Jay Shim,Grant Kruttschnitt,Alyssa Ma,Daniel Kim,Benjamin Chek,Athul Anand,Kevin Zhu,Sean O'Brien
Abstract:Rapidly increasing model scales coupled with steering methods such as chain-of-thought prompting have led to drastic improvements in language model reasoning. At the same time, models struggle with compositional generalization and are far from human performance on many reasoning-based benchmarks. Leveraging the success of chain-of-thought prompting, and also taking inspiration from context-aware decoding (CAD), we explore input-based contrasting methods to further encourage the type of reasoning induced by chain-of-thought prompting. While work remains to stabilize these results across datasets and models, the improvements we find warrant further investigation into input-based steering methods for context-aware reasoning.
What problem does this paper attempt to address?
The problem that this paper attempts to solve is to improve the reasoning ability in large - scale language models, especially by combining Chain - of - Thought (CoT) prompting and Context - Aware Decoding (CAD) techniques to achieve this goal.

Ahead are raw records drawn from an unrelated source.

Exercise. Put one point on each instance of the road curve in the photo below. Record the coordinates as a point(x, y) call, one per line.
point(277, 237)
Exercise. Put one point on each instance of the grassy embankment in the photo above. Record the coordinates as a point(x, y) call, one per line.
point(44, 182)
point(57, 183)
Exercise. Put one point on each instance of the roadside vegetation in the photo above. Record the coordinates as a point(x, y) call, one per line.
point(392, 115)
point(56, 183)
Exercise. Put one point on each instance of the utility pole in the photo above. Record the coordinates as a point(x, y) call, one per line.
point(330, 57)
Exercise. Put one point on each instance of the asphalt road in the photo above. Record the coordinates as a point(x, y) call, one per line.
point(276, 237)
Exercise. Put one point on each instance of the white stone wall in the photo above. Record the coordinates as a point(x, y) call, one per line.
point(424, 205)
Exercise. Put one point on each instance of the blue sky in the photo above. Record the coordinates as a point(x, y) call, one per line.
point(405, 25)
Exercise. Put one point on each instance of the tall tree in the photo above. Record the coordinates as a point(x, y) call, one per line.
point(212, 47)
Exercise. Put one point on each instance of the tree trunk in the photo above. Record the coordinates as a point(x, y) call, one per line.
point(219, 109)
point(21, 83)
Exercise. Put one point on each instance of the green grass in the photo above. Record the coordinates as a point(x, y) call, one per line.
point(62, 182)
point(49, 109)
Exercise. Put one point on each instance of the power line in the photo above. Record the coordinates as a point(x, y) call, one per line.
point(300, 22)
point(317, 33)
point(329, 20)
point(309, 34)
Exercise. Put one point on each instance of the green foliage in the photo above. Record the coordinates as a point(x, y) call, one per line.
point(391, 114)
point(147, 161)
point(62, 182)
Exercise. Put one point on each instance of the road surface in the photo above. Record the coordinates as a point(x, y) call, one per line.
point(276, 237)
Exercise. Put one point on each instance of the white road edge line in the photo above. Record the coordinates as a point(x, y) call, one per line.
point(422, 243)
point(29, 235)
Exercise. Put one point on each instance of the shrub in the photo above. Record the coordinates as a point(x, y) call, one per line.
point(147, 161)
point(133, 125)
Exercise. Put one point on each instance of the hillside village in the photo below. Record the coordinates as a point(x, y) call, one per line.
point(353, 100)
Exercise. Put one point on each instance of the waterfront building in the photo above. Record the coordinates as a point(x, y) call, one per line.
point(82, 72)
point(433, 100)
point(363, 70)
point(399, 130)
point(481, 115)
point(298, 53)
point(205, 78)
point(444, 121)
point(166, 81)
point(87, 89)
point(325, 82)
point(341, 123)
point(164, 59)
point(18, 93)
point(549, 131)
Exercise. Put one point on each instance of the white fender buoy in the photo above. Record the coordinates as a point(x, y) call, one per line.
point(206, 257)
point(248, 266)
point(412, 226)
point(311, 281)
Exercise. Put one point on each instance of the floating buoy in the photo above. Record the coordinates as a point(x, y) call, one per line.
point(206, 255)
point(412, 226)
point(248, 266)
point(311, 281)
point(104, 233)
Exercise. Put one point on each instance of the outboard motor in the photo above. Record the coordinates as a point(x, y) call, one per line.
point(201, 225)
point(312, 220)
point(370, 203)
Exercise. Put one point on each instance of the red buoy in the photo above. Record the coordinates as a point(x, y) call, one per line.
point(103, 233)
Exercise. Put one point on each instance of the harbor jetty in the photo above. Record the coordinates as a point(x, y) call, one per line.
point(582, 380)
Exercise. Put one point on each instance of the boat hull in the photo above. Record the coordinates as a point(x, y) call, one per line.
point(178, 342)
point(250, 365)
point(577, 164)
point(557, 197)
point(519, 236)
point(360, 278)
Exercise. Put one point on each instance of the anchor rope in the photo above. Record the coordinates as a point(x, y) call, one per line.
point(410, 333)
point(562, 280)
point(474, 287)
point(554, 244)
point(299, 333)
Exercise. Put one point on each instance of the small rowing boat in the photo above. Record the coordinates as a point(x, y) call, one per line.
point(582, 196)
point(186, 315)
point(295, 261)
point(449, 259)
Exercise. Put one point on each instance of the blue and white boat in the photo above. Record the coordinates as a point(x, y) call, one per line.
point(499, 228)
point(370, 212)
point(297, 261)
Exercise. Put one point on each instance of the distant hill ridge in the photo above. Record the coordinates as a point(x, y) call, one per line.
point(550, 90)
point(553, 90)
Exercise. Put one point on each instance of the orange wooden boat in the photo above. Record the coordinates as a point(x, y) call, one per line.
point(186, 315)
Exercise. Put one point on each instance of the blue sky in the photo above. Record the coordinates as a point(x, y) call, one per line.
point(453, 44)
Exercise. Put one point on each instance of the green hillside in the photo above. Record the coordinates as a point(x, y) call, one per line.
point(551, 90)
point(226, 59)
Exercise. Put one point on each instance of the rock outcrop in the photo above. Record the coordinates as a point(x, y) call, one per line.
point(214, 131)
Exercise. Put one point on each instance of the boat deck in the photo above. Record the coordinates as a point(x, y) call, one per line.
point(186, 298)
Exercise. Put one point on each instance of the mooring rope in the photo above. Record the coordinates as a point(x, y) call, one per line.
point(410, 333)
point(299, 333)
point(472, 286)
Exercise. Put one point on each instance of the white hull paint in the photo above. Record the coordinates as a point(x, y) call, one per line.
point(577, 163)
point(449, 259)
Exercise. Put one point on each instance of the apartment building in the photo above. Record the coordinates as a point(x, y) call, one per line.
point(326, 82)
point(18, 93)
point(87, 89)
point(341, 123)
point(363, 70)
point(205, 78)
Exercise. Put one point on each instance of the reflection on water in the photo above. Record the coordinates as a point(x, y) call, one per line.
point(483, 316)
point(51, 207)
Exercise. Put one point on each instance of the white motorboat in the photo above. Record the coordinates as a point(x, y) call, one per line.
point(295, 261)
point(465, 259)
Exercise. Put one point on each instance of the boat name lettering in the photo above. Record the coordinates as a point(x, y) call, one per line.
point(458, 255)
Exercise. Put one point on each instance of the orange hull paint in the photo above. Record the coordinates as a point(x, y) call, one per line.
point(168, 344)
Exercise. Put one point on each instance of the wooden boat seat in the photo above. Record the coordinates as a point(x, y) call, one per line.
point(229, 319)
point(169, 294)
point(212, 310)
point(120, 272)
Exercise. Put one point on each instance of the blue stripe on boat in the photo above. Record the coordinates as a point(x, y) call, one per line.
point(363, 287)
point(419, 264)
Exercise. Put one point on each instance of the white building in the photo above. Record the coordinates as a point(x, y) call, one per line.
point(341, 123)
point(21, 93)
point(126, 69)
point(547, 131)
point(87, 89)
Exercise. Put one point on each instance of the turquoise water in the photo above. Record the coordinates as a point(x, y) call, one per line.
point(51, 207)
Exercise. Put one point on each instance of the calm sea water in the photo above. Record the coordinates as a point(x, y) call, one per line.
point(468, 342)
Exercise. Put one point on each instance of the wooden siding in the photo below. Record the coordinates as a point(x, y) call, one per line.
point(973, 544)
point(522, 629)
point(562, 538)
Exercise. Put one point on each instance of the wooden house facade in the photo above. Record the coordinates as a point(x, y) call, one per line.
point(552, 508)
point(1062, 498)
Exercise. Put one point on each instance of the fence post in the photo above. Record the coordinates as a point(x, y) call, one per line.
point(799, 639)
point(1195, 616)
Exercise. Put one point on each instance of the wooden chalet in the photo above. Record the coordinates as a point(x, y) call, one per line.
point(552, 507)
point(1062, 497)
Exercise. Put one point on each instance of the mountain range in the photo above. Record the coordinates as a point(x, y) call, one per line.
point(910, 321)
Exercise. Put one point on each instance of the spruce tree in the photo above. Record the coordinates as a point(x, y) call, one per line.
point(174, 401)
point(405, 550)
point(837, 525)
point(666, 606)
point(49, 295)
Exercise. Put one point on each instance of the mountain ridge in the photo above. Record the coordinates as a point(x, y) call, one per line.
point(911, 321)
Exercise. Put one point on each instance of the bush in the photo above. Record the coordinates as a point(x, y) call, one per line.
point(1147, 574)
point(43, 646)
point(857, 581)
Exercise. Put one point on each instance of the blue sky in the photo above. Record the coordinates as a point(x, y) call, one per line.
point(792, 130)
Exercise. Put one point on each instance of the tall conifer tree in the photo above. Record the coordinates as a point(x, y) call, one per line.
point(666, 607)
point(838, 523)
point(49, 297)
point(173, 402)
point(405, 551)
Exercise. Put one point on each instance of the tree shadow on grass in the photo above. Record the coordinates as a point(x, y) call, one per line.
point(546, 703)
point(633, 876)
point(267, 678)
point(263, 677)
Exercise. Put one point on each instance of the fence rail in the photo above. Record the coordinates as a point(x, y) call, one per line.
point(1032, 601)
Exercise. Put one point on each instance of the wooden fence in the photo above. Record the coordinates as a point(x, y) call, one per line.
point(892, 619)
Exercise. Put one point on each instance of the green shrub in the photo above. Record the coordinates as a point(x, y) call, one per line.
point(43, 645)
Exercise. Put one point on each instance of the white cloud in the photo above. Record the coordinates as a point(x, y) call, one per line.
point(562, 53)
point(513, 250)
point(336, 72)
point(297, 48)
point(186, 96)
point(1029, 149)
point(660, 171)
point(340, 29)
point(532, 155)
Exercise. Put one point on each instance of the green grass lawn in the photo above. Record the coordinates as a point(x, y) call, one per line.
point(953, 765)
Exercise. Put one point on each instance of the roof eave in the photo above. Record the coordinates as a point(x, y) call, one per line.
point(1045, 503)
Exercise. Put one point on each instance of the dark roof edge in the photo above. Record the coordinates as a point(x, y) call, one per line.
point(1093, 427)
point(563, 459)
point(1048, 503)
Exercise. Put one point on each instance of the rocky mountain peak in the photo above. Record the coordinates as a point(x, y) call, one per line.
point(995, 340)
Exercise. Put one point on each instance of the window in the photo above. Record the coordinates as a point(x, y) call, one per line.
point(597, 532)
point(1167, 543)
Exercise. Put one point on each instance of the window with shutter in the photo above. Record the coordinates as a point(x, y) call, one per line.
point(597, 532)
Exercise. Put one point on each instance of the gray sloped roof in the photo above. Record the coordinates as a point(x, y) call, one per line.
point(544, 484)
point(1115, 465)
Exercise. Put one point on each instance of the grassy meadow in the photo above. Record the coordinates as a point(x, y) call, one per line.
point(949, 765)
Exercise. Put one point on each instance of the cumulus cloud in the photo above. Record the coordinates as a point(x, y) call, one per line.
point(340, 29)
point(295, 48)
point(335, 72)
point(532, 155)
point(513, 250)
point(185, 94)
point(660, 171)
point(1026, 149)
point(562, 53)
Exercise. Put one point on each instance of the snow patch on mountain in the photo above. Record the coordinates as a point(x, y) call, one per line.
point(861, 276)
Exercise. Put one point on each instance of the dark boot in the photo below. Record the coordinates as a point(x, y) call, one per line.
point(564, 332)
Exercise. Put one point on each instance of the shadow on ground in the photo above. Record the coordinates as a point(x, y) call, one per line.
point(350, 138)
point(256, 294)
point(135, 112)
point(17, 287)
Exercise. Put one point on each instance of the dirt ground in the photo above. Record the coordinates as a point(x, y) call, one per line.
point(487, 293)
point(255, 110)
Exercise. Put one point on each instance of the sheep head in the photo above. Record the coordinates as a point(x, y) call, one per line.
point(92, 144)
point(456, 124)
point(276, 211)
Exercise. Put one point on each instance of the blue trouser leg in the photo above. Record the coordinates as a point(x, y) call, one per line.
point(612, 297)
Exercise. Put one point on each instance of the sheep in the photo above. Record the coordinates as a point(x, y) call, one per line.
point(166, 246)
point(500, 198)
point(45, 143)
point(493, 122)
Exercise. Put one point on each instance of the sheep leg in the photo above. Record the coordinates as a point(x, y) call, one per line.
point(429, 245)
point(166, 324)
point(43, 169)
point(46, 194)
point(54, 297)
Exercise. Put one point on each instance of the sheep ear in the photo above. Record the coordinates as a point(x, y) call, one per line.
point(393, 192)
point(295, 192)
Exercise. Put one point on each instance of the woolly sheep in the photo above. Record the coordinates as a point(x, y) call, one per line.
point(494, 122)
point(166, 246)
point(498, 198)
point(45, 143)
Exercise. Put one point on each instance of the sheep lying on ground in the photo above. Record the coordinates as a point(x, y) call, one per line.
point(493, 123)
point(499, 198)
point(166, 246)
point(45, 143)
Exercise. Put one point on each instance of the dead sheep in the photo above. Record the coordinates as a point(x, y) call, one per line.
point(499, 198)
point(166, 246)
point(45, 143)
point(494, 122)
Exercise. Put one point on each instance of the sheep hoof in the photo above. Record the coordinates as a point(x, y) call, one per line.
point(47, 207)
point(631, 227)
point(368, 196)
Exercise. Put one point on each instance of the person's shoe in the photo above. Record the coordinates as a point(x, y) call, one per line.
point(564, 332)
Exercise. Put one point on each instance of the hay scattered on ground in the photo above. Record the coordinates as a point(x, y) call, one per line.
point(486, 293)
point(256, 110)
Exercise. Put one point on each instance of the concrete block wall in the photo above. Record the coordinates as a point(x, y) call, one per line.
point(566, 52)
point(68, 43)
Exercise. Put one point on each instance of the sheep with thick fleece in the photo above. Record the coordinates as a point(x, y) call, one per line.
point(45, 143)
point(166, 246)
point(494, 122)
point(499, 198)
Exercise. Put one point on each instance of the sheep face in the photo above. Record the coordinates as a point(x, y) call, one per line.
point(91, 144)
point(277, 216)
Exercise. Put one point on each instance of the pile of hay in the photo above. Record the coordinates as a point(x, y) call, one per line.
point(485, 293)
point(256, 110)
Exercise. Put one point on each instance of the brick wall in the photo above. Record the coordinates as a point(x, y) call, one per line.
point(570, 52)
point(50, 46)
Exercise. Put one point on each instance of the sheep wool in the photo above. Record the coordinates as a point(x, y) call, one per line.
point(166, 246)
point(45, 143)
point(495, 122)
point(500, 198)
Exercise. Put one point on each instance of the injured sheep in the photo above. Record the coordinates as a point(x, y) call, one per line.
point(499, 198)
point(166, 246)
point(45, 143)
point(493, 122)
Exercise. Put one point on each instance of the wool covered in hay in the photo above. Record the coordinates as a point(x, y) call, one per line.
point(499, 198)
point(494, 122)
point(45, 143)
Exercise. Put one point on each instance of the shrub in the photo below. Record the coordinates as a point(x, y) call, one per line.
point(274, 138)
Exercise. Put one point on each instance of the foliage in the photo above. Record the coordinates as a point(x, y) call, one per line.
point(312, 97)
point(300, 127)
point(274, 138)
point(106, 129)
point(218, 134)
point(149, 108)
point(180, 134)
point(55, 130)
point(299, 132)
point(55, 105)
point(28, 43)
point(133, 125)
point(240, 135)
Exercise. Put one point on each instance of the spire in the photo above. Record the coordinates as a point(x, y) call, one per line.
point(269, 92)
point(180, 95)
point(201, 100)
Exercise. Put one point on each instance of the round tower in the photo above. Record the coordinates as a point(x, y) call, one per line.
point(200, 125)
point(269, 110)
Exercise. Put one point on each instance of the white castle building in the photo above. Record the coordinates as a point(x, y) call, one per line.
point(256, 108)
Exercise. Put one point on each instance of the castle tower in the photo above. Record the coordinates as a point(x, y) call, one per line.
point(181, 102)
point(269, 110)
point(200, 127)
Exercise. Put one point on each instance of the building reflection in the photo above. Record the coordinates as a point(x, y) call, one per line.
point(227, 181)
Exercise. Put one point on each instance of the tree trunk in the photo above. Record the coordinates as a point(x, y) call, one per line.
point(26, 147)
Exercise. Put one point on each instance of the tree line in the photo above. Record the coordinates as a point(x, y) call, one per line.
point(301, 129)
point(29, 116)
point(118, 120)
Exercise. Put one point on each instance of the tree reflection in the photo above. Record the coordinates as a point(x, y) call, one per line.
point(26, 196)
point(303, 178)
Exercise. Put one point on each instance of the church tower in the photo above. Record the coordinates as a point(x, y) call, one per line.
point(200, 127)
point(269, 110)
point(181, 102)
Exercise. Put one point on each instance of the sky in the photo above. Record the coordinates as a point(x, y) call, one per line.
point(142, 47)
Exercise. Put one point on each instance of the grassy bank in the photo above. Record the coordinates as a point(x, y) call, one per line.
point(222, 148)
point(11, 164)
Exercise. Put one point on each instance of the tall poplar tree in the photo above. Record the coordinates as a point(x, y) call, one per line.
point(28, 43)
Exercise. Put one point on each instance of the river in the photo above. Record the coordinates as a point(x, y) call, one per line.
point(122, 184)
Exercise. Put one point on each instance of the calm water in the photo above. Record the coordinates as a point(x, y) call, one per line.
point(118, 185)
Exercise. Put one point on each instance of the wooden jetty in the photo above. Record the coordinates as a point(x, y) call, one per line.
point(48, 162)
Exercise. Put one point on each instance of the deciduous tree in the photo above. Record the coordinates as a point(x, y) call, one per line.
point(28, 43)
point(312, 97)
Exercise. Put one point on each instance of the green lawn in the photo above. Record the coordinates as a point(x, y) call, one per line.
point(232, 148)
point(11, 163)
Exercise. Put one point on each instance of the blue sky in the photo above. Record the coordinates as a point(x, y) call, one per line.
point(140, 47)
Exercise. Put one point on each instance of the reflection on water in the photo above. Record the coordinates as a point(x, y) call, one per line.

Although current language models have achieved significant improvements in reasoning performance through the Chain - of - Thought prompting method while their scale is constantly expanding, they still have difficulties in combinatorial generalization and are far from reaching human performance levels in many reasoning - based benchmark tests. Therefore, the paper explores input - based contrastive methods to further promote the type of reasoning triggered by Chain - of - Thought prompting, especially in cases where the context contradicts prior knowledge, ensuring that the introduction of Chain - of - Thought prompting does not weaken the output derived from the given context. The ultimate goal is to create faithful models that can accurately perform mathematical and reasoning tasks while avoiding misreading of key context cues.
Specifically, the paper attempts to solve the problem through the following points:
1. **Combining CoT and CAD**: Utilize the ability of CoT prompting to capture sequence dependencies, combined with the discrimination ability of CAD, especially when the context contradicts previous knowledge, to ensure that the introduction of CoT prompting does not damage the context - based output.
2. **Contrastive experiments**: By comparing expert prompts (i.e., 8 - shot CoT prompts) and different types of amateur prompts (i.e., no context, 8 - shot CoT prompts with omitted questions, 8 - shot prompts without CoT reasoning), study how these methods affect the reasoning performance of the model.
3. **Evaluating model performance**: Evaluate the performance of the model on multiple datasets, including GSM8K, AQuA, and CommonSenseQA, which focus on mathematical problems, multiple - choice questions, and common - sense reasoning problems respectively.
Through these methods, the paper aims to improve the accuracy and reliability of large - scale language models when handling tasks that require reasoning.